Elettromagnetismo - elettrochimica - Pila a corona
Pila a corona di tazze
Descrizione
Descrizione          Funzionamento: spiegazione - verifica          Testi&Curiosità


Lo strumento: vista 1 vista 2
Un elettrodo bimetallico (con scaricatore)
Disposizione degli elettrodi: vista 1 vista 2
Stato dell'apparato prima della pulizia
Stato degli elettrodi prima e dopo la pulizia

La Pila a colonna di Alessando Volta venne ben presto modificata (evoluzione della pila) nel tentativo di rendere il dispositivo elettrochimico più efficiente, facilmente manutenzionabile e costruibile in tempi ragionevolmente brevi. La pila cosiddetta "a corona di tazze" (nota anche con il nome di pila Wollaston) ha conosciuto una discreta diffusione nelle sue forme più o meno complesse.

Il dispositivo del Vecchio Gabinetto di Fisica del Liceo è il più semplice possibile ed è formato da quei pochi elementi rimasti di una pila a corona di tazze ben più grande, portata addirittura nell'anno scolastico 1828 - 1829 da 800 a 1000 tazze, come emerge dall'Inventario del 1818! Due armadi in legno custodivano lo strumento. In quanto modifica della pila a colonna, la pila a corona di tazze o Wollaston ne condivide il principio di funzionamento in relazione alla reazione d'ossidoriduzione spontanea sfruttata per ottenere energia.

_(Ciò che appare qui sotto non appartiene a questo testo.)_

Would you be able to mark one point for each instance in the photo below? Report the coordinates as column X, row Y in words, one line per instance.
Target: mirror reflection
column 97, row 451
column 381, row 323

Le pile a corona di tazze si prestano molto bene alla produzione in serie degli elementi che le compongono e inoltre possono essere accresciute sempre di più anche in momenti successivi ovvero quando le disponibilità finanziarie di ogni singolo laboratorio consentono l'acquisto di nuovi componenti. In un simile dispositivo elettrochimico si hanno gli elettrodi e le tazze di vetro. Ciascun elettrodo è formato dall'unione di una lamina di zinco con una di rame (coppia bimetallica). Nel modello del Liceo ogni elettrodo bimetallico presenta una lamina di rame a forma cilindrica, dalla quale esce un arco di rame che termina con un cono di zinco. Gli elettrodi finali presentavano ciascuno un tratto di filo di rame isolato con la seta (scaricatore). Le tazze sono ovviamente in vetro e con diametro leggermente maggiore di quello delle lamine di rame.

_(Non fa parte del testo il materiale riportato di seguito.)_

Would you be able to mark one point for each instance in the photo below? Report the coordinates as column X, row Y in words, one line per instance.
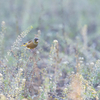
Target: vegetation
column 65, row 65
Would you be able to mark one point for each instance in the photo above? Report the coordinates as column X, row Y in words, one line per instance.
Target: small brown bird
column 31, row 44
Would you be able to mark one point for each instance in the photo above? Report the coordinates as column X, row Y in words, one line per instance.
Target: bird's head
column 36, row 40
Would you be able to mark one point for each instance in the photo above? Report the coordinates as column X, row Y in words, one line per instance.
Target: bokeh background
column 75, row 24
column 64, row 18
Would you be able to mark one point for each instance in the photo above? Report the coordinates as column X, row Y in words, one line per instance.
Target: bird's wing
column 30, row 41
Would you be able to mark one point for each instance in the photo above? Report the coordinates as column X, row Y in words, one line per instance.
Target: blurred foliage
column 69, row 62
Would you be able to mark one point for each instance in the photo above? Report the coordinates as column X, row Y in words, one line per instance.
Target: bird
column 32, row 43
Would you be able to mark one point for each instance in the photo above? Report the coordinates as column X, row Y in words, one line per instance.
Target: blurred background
column 75, row 24
column 57, row 19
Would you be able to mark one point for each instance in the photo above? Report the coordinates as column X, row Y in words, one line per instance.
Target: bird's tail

Per costruire la pila si prendevano un numero di tazze pari agli elettrodi che si aveva intenzione di impiegare. Inserito ogni elettrodo in una tazza, si faceva in modo che il suo cono di zinco cadesse nel centro del cilindro di rame dell'elettrodo che occupa la tazza successiva e così via. Le foto 4 e 5 mostrano la disposizione degli elettrodi in assenza delle relative tazze visibili sullo sfondo. Non restava infine che inserire in cascuna tazza l'acqua acidificata.

Del dispositivo originario restano purtroppo solo 10 tazze, 11 elettrodi bimetallici e ciò che forse era un elemento di sostegno della pila (una mensola, una chiusura di uno dei due armadi?). Prima dell'esposizione lo strumento è stato pulito nelle parti metalliche, lasciando però un solo elettrodo nello stato originale dell'intero dispositivo, cioè com'era nella Mostra del 1994. Il confronto tra prima e dopo in relazione allo strato di ossido presente sugli elettrodi bimetallici non necessita di ulteriori commenti.